Cui Kuangda, Ding Jianli, Wang Jinjie, Tan Jiao, Han Lijing, Li Jiangtao
College of Geography and Remote Sensing Sciences, Xinjiang University, Urumqi, China.
Xinjiang Key Laboratory of Oasis Ecology, Xinjiang University, Urumqi, China.
Front Plant Sci. 2025 Jul 9;16:1603159. doi: 10.3389/fpls.2025.1603159. eCollection 2025.
Soil salinization in Central Asia and Xinjiang, China, poses serious threats to agriculture and ecosystems. Solar-induced chlorophyll fluorescence (SIF), which reflects plant photosynthetic status and stress, shows promise for monitoring salinity but remains underutilized in this region.
This study integrated SIF-derived indices (SIFI) with soil salinity data to build a region-specific prediction model. Using a random forest algorithm, soil salinity was classified into five levels based on satellite data and ground references from 2000-2020. Model performance, seasonal sensitivity, and spatial variation were analyzed across Central Asian countries and Xinjiang.

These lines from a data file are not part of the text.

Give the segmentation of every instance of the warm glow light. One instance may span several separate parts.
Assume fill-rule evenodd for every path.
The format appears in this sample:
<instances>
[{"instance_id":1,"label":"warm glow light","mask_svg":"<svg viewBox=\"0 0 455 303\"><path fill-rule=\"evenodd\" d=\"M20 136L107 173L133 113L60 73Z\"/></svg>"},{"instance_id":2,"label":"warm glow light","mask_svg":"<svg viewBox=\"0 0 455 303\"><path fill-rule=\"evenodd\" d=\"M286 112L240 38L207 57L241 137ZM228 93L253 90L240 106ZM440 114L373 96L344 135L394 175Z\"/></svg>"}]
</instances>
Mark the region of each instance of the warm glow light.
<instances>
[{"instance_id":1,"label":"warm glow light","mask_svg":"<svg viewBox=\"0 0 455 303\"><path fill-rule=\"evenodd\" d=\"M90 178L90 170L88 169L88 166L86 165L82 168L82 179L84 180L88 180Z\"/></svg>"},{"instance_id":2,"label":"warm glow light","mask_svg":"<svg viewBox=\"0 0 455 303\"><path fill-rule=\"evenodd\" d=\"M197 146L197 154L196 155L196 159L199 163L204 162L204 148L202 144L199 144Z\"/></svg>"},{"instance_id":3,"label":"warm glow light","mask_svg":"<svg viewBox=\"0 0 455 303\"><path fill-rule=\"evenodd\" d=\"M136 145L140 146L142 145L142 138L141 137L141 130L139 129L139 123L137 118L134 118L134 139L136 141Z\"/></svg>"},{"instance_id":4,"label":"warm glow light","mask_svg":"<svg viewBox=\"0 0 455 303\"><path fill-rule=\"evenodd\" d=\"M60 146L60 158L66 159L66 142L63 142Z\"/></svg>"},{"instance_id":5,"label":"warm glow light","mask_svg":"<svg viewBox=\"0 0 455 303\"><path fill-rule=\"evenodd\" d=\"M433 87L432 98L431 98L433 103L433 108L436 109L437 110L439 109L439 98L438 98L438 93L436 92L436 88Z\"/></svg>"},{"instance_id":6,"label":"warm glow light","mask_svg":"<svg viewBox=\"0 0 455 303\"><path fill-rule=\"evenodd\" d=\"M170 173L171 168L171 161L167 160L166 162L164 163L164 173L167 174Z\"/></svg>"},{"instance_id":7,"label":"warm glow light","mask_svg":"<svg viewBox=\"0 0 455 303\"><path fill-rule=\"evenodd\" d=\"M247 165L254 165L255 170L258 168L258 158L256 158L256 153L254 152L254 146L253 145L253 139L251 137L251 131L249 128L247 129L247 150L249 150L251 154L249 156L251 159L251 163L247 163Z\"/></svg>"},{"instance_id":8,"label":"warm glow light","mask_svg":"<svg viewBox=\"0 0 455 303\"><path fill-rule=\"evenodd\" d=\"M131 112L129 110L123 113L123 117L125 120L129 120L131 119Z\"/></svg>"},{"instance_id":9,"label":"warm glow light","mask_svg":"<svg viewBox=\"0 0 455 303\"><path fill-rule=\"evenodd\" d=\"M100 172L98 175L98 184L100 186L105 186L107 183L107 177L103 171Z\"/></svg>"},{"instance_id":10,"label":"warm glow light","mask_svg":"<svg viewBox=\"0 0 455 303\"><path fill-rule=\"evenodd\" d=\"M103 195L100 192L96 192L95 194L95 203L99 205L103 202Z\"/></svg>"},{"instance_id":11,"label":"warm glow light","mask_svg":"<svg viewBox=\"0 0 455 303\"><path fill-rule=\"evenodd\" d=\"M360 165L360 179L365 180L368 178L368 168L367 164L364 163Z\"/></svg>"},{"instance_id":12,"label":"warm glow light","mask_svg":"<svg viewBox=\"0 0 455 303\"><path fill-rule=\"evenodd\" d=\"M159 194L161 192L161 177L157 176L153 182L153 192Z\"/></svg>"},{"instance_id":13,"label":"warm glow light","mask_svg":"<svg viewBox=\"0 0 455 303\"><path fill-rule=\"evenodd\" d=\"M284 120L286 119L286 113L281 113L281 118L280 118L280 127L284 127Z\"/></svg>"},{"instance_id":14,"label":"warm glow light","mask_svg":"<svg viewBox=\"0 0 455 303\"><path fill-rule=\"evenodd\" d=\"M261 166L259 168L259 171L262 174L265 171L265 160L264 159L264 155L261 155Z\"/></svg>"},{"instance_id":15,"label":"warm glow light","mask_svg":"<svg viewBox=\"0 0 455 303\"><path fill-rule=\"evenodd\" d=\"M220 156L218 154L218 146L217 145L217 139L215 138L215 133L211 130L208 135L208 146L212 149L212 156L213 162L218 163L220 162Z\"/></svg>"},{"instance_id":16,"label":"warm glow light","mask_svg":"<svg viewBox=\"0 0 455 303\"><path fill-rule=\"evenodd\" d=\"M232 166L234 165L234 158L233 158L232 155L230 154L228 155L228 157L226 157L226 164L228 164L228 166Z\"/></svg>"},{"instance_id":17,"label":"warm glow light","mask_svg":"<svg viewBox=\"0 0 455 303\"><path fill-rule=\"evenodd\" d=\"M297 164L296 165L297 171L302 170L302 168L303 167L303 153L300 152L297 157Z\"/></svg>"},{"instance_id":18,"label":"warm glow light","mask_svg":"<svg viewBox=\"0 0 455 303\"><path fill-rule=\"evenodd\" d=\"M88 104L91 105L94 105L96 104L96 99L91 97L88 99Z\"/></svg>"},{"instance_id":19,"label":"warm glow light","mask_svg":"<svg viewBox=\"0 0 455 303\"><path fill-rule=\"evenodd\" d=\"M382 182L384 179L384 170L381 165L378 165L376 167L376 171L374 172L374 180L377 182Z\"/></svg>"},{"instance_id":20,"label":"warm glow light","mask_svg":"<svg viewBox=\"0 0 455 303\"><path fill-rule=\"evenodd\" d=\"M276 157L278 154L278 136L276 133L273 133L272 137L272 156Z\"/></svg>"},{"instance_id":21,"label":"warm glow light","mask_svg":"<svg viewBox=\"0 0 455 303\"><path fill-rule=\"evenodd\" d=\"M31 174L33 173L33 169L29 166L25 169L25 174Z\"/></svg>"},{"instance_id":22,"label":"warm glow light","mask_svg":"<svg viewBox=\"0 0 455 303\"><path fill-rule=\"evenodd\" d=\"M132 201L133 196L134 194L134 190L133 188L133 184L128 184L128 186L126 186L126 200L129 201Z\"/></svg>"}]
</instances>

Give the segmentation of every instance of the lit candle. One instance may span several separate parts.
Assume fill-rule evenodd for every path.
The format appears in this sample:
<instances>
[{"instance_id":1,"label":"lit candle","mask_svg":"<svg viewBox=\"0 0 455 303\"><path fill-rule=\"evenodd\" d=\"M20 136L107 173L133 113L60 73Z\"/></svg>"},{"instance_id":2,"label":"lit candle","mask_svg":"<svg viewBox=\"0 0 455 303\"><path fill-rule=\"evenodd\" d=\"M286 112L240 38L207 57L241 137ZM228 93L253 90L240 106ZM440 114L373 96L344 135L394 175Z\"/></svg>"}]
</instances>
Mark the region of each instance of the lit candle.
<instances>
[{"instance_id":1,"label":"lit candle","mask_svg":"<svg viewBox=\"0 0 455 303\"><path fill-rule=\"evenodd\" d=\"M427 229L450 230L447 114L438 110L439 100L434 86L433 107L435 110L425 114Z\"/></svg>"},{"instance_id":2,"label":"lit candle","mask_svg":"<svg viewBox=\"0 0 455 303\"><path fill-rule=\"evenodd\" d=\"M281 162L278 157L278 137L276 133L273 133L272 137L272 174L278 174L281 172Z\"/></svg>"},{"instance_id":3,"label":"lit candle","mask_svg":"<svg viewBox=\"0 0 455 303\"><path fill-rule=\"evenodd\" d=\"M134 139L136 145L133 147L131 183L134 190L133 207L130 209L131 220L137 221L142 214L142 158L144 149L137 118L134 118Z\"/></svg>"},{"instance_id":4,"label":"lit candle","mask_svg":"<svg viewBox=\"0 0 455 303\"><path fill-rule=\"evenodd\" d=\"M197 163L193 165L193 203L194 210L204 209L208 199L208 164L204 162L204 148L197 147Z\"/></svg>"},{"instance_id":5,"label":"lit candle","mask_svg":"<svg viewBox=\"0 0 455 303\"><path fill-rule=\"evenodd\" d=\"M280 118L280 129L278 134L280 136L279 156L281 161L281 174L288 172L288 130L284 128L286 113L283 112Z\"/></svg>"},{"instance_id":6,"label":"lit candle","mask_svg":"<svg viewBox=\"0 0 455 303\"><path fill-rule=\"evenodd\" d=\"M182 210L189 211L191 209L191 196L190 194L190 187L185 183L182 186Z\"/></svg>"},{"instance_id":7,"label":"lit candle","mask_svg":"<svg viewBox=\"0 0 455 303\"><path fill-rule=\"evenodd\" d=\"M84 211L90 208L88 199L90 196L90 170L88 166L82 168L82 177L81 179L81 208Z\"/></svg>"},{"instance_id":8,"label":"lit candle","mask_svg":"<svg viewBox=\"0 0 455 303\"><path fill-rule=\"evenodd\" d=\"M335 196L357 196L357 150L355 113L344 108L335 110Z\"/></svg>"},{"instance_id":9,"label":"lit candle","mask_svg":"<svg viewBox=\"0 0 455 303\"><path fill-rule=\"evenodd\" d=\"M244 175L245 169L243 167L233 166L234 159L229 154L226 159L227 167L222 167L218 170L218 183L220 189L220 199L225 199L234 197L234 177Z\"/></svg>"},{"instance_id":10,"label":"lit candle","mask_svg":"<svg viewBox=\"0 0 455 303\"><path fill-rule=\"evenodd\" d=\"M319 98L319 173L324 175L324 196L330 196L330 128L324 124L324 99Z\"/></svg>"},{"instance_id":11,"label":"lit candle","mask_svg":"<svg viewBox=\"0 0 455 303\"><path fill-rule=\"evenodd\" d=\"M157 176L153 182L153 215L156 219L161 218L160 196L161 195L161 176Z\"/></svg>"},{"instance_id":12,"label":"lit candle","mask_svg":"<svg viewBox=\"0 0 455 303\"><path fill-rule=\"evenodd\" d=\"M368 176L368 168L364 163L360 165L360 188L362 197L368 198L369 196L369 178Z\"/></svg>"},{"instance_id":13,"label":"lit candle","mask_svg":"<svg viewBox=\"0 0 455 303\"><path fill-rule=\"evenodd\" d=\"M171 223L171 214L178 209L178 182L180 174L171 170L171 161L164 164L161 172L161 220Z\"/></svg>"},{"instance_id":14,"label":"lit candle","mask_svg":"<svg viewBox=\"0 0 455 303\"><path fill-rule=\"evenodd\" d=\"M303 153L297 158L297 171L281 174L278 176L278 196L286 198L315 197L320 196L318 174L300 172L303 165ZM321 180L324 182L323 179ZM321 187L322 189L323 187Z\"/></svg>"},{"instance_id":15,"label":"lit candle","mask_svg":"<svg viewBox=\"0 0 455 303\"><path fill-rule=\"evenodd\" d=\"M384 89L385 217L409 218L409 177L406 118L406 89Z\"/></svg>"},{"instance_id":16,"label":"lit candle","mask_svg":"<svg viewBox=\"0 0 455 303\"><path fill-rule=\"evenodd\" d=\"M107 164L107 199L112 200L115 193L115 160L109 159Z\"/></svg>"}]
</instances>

SIF effectively detected salinization dynamics, with highest sensitivity in Kazakhstan and Xinjiang. April was identified as the most responsive month, with SIFI1 being the key indicator. The model achieved over 80% accuracy in typical regions and around 70% in atypical regions. Kazakhstan had the largest salt-affected area, followed by Turkmenistan and Xinjiang. Tajikistan showed high variability, while Xinjiang remained relatively stable. Most areas exhibited increasing salinity and expansion of saline lands.
These findings demonstrate the potential of SIF-based monitoring for large-scale salinity assessment. The integration of plant physiological signals with machine learning provides a valuable tool for early warning and sustainable land management in arid regions.
中亚和中国新疆的土壤盐渍化对农业和生态系统构成严重威胁。太阳诱导叶绿素荧光(SIF)反映了植物的光合状态和胁迫情况,在监测盐度方面具有潜力,但在该地区仍未得到充分利用。
本研究将基于SIF的指数(SIFI)与土壤盐度数据相结合,构建特定区域的预测模型。利用随机森林算法,根据2000 - 2020年的卫星数据和地面参考资料,将土壤盐度分为五个等级。分析了中亚各国和新疆的模型性能、季节敏感性和空间变化。
SIF有效地检测到了盐渍化动态,在哈萨克斯坦和新疆的敏感性最高。4月被确定为响应最明显的月份,SIFI1是关键指标。该模型在典型区域的准确率超过80%,在非典型区域约为70%。哈萨克斯坦的盐渍化影响面积最大,其次是土库曼斯坦和新疆。塔吉克斯坦表现出高度变异性,而新疆相对稳定。大多数地区盐度上升,盐渍土地面积扩大。
这些发现证明了基于SIF的监测在大规模盐度评估中的潜力。将植物生理信号与机器学习相结合,为干旱地区的早期预警和可持续土地管理提供了一个有价值的工具。